Aksine olay son derece ciddi mecralarda geçiyor, failler son derece saygın isimler ve sonuçları itibarıyla sadece maddi kayıplar değil, zaman zaman insan sağlığı gibi parayla satın alınamayacak değerde kayıplar verilebiliyor.

Evet, akademide cereyan eden bir dolandırıcılık türünden, bilgi dolandırıcılığından söz etmek istiyorum.

Geçenlerde içinde yanlış bilgi, intihal yahut yanlış veri hesaplaması bulunan makaleleri tespit eden ve bu makalelerin ya bizzat yazarları ya da yayınlandığı derginin editörleri tarafından geri çekilmesini sağlayan “Retraction Watch” (Geri Çekme İzleme) isimli kuruluş 2023 yılı raporunu açıkladı.

Rakamlar inanılmaz. 2023 yılında 10 binden fazla makale içeriğinde yer alan bilgilerde hata olduğu için geri çekilmiş. Nature dergisinde yer alan bir başka çalışmaya göre bu rakam 2013 yılında sadece bin imiş. 2022’de ise 4 bine ulaşarak rekor kırmış. Fakat sayı geçen yıl gördüğünüz gibi katlanarak artmış.

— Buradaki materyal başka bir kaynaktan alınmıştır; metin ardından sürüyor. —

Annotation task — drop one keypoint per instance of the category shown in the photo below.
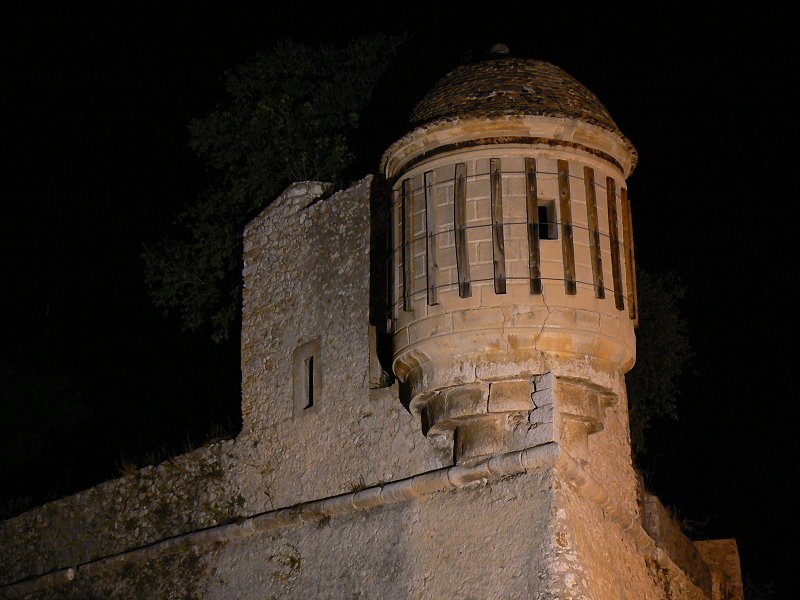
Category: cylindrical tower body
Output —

“Gerçek rakam 100 bin olmalı”
Fakat asıl ilginç ve bir yandan da korkutucu olan uzmanların gerçek rakama dair tahminleri… The Guardian’da yer alan bir başka makaleye göre 10 bin aslında buzdağının sadece görünen yüzü. Olması gerekenin 10’da biri… Evet, konunun uzmanları gerçekten geri çekilmesi gereken makale sayısının 100 binin üstünde olduğunu söylüyor.

Yılda 100 binden fazla bilimsel makale bilerek ya da bilmeyerek (ancak masum hataların oranının yüzde 20’yi geçemeyeceğini söylüyor uzmanlar) insanları kandırıyor, bilim dünyasını manipüle ediyor ve hatta hiç de nadir rastlanmayan durumlarda insan sağlığını kötü etkileyecek bazı sonuçları bilimsel gerçek gibi bizlere sunuyor.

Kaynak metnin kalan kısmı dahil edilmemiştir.